Sin of consenting adults
Image by: BRETT STEELE
How do you declare a "go-slow" among teachers in a province that has been on a perpetual "go-slow" for decades? Did they mean "go slower"?
To understand the callousness of our politicians and unionists towards children, and the deep disregard for learning in our nation's schools, take a hard look at the criminal behaviour of consenting adults in the Eastern Cape.
If the apartheid government did to Eastern Cape schools what the unions are doing to them at the moment, there would have been tyres burning in the streets and protest marches through East London and Port Elizabeth.
Yet, it is completely acceptable when black people ruin the lives of black children. Let me be blunt: what is happening in the Eastern Cape is nothing less than disgraceful.
It is not the fact that the province has had more MECs and directors-general of education since 1994 than several provinces combined. It is not that the province suffers from a level of official lethargy and indifference that has become the butt of jokes.
It is not that the province still has ghost teachers and incompetent educators.
It is not that thousands of teachers, often without qualifications, are being laid off. It is not that there are massively overcrowded classrooms and rickety school buildings that have not benefited from investments from the Treasury.
It is, quite simply, that adults do not give a damn about children.
The South African Democratic Teachers Union has a point: the province is incapable of doing simple things right in the way it treats teachers.
The provincial authorities are correct, too: the teachers' union has been a major stumbling block in the delivery of quality education to the poor. A curse on both their houses for, in the end, the children suffer as results show year after year.
Consider the facts. This, we all know, is the province with the lowest matric pass rate in the country and the only region to experience a decline in the 2011 pass rate.
Even with the National Senior Certificate's ridiculously low pass requirements, the Eastern Cape saw its results drop in 2011 for life sciences, history, geography, accounting and, of course, mathematics. Whole districts - such as Libode, where more than 60% of children failed this high-stakes exam - have collapsed.
Let's take the gold standard for measuring education attainment in a large school system - maths. Every year, fewer and fewer children write maths.
There is a reason for this - the forced migration to the infinitely easier mathematical literacy. Even with this face-saving manoeuvre, only 7469 of the 38067 (about 19.6%) who wrote it could manage a 40% pass and higher in this sprawling province, where only 65359 learners reached Grade 12 to write the final examination.
Now, imagine thousands of six-year-olds showing up on the first day of school in a province such as this , excited and energetic because of this brand new experience.

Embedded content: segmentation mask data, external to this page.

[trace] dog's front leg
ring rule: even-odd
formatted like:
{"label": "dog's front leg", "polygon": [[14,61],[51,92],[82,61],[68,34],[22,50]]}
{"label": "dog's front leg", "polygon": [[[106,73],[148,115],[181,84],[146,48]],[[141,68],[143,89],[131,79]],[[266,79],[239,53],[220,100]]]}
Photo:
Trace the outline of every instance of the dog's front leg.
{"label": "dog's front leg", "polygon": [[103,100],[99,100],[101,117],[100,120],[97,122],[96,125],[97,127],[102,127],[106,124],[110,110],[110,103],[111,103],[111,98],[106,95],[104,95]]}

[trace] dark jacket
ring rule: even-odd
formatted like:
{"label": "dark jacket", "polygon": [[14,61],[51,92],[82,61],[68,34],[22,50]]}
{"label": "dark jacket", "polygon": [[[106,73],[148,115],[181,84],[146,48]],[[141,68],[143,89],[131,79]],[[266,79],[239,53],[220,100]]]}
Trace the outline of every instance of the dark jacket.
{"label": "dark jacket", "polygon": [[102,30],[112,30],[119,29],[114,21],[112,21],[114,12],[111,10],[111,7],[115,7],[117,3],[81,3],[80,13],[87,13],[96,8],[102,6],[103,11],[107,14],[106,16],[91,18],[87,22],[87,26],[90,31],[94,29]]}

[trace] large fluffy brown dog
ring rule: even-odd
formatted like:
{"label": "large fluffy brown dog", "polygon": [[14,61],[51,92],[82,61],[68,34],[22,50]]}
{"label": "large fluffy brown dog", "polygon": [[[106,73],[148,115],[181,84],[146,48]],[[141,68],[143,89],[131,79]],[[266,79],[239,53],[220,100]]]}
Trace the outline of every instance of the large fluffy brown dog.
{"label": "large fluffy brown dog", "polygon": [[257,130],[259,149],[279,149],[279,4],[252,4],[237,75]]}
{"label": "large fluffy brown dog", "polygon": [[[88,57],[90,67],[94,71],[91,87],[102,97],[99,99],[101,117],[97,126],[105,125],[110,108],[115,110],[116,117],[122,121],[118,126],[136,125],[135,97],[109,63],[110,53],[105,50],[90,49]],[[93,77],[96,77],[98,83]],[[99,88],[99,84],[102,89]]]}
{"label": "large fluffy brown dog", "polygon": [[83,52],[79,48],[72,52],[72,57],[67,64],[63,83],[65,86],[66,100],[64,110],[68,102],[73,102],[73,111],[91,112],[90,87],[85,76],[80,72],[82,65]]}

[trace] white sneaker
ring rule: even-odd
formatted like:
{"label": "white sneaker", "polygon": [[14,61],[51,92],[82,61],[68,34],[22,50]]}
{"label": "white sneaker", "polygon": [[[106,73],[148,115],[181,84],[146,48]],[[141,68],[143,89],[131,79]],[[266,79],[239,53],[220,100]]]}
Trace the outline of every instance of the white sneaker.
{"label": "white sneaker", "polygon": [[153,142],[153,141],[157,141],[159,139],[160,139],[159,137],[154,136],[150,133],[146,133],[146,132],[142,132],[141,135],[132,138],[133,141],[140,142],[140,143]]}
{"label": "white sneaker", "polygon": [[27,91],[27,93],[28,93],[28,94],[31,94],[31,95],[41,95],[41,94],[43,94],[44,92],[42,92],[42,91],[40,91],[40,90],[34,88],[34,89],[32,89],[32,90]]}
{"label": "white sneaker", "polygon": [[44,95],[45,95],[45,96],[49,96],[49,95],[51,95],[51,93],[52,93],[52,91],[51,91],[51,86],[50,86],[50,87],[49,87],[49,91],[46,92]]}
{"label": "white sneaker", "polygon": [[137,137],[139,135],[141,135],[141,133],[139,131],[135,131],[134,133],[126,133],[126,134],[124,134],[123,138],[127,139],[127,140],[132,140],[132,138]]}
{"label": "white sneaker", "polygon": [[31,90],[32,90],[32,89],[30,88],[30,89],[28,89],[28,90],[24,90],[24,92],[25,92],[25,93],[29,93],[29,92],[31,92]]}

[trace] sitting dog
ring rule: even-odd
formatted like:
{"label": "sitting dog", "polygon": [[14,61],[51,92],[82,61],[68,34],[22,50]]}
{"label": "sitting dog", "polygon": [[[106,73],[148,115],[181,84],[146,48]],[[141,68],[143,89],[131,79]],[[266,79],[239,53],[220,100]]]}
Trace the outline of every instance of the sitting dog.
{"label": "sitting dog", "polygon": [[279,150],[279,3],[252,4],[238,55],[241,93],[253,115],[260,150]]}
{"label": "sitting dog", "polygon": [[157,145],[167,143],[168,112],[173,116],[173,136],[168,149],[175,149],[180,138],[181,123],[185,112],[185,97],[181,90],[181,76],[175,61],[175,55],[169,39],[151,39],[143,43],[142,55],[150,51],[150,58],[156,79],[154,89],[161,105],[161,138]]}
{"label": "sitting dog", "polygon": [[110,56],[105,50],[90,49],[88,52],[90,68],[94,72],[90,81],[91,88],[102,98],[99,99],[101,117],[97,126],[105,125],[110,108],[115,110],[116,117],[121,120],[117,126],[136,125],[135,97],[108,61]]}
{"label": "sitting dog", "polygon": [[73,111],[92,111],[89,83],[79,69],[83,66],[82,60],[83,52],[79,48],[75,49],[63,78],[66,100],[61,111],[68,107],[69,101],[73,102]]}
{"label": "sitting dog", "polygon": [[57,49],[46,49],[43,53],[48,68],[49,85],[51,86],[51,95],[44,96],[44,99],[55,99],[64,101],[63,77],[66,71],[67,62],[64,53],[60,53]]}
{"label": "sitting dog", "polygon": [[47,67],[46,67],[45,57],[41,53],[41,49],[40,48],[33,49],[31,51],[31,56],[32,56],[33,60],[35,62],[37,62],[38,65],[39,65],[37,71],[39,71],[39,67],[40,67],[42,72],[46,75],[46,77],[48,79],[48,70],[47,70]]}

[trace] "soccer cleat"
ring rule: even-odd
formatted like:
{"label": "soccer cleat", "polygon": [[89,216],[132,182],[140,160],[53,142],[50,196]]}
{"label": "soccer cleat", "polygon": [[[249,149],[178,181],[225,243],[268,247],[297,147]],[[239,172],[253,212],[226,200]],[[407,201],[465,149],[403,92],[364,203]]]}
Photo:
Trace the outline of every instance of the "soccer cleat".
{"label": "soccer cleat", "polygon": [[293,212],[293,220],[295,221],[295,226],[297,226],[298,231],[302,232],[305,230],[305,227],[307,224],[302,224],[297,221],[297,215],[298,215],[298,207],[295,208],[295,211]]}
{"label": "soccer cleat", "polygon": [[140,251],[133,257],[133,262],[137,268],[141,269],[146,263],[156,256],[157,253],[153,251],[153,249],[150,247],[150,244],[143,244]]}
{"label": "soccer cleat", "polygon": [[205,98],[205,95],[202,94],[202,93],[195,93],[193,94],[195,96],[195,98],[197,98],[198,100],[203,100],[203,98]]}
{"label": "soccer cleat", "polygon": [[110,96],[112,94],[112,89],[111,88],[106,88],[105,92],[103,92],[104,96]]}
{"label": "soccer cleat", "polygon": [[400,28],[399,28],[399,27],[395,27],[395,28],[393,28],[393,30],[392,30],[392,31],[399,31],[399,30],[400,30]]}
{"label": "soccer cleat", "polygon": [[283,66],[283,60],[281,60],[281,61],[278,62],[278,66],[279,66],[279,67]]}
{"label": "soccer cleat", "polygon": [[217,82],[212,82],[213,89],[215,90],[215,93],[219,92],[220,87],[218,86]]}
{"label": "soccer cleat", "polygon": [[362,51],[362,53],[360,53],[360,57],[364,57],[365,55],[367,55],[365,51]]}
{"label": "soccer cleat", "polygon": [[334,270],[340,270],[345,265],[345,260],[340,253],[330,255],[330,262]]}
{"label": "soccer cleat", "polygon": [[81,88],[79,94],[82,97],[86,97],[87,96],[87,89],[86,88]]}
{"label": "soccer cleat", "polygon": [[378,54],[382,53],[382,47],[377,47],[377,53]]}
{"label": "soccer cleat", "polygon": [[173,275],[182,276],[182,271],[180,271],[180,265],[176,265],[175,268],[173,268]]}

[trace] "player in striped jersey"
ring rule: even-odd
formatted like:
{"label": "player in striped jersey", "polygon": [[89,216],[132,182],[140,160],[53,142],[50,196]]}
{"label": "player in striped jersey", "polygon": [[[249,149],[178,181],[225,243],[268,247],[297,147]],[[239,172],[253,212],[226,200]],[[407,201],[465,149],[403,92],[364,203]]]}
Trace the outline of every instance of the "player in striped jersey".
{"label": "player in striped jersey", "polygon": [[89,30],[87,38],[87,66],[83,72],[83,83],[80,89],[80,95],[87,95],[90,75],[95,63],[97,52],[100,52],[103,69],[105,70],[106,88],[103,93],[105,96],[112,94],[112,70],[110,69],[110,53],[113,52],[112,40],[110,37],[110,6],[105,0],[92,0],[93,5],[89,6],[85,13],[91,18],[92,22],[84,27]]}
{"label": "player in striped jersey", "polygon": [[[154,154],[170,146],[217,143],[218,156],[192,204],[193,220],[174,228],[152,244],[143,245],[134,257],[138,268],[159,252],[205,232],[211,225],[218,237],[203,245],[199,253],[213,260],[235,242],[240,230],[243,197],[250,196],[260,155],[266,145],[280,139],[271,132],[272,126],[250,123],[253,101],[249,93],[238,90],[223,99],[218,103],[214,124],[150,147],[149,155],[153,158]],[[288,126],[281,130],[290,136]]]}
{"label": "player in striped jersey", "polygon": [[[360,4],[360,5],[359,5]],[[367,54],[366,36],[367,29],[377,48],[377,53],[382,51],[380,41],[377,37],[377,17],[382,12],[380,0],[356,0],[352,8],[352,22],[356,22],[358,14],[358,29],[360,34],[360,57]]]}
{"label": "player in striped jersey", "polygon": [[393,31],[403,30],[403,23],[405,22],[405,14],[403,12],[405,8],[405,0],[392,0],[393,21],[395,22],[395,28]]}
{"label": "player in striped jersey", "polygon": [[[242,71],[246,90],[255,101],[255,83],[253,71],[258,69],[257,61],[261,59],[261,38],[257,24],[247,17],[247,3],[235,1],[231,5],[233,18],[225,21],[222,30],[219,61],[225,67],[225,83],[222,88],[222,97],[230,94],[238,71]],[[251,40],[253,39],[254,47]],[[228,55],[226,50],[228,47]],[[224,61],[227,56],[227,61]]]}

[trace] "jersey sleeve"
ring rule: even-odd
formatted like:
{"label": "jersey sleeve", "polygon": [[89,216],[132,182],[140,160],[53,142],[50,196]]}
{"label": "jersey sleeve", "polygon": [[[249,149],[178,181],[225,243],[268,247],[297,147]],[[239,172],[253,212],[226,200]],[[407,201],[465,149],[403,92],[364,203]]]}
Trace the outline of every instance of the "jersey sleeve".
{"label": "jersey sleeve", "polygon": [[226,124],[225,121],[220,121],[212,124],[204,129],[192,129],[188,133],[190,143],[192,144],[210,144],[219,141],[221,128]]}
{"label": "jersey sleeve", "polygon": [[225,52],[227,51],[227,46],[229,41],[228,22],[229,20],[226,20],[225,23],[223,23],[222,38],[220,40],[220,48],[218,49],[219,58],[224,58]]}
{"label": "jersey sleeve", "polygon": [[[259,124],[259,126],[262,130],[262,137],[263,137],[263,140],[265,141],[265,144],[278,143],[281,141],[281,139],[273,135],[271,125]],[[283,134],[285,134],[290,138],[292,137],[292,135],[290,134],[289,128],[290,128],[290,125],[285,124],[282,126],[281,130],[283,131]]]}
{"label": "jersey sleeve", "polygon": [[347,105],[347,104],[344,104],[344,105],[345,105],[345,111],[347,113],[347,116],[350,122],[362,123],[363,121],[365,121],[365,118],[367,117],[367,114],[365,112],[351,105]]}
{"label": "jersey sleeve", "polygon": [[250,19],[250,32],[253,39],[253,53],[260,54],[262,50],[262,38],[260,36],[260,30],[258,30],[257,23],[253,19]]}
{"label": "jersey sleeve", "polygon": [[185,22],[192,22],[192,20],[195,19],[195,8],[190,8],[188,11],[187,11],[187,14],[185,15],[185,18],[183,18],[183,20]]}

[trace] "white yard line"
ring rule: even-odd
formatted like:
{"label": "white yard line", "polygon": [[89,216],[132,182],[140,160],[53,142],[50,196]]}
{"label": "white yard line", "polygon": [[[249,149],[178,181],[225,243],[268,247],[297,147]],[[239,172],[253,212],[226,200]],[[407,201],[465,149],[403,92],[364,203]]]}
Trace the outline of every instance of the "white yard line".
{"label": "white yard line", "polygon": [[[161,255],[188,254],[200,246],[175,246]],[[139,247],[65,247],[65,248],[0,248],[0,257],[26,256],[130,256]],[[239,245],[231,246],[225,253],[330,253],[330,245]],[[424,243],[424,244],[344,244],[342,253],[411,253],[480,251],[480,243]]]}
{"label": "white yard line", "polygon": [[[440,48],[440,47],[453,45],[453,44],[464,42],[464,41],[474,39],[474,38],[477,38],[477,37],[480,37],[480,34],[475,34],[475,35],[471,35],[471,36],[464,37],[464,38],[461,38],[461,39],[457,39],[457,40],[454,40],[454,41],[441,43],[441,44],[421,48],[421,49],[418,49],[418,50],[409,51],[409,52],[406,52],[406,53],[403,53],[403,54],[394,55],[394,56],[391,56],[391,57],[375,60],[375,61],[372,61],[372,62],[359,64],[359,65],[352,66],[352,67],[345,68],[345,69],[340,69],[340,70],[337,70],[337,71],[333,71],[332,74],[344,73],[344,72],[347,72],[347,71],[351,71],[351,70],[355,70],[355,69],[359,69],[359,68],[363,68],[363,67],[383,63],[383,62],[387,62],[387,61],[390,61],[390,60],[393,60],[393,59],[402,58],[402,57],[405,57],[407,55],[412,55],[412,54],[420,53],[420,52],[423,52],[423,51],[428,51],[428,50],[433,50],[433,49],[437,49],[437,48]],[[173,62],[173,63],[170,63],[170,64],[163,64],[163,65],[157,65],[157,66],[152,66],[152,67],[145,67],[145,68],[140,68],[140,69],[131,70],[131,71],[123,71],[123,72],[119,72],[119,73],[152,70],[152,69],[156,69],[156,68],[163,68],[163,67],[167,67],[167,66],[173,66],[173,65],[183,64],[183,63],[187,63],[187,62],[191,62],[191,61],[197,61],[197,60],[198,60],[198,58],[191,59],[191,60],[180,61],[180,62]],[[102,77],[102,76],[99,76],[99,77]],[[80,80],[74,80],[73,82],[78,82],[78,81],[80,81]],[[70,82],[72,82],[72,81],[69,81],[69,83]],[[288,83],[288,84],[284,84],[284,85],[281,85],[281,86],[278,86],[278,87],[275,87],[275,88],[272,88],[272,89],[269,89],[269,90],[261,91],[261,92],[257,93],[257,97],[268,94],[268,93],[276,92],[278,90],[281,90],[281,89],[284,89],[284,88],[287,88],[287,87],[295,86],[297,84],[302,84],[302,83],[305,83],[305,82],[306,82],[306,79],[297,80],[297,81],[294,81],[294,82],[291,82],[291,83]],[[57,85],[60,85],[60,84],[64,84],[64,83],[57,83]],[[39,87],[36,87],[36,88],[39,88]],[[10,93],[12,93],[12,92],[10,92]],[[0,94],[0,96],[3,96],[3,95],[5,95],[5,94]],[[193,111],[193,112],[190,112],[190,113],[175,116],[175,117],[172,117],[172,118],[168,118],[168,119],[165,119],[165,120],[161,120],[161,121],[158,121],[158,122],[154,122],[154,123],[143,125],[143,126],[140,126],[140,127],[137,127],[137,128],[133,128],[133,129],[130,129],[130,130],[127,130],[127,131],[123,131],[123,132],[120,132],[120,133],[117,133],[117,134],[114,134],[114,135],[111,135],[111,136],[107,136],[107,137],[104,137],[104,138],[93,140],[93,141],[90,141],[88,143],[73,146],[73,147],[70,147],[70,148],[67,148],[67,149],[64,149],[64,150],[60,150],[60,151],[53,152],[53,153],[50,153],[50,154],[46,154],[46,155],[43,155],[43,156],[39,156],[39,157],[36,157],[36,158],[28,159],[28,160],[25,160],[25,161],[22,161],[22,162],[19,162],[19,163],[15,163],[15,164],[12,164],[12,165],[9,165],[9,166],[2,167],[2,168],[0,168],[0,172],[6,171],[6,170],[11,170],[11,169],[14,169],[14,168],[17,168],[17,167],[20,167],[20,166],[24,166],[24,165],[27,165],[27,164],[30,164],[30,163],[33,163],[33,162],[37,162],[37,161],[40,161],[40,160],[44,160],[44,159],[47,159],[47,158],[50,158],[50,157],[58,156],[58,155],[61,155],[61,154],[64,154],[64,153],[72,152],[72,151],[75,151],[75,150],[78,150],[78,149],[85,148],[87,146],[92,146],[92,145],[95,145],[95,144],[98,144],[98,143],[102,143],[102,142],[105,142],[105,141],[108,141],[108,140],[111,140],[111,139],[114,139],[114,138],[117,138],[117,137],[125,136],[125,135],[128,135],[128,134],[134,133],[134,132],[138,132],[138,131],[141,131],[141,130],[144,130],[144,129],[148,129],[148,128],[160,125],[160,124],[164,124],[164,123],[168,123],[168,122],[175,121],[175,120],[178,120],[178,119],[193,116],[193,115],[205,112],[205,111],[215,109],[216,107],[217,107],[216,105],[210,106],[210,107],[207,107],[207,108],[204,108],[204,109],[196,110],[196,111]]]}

Day after day, they find teachers on a go-slow with little interest in them. Many are left alone in classrooms. This goes on for weeks, and slowly but surely that child makes two calculations: they don't care about me, and this is not a great way to spend my time. Before long, that once-upbeat child has learnt a devastating lesson: you might as well stay at home, come late, leave early or just drop out. After all, who cares?
If this so-called go-slow was in a factory that made canned fruit, the only loss to the company would be a fall in the production of stuffed cans for sale to the outside world. When the canned fruit are children and the workers are teachers, the damage is incalculable, and over 12 years you get the results of the most ineffective education department in South Africa.
I blame the adults for messing up the futures of our most vulnerable children while they fight their never-ending battles. I blame the parents for not taking to the streets and saying: "Hell, no, you will not destroy the only ticket the family has for escaping poverty - a good education."
I blame the politicians for not stamping their authority on this chaotic situation and demanding a return to teaching, rather than watching their backs and their pockets in the year of an elective conference. I blame all of us, myself included, for watching this slow-moving train crash, and not speaking out against the rot.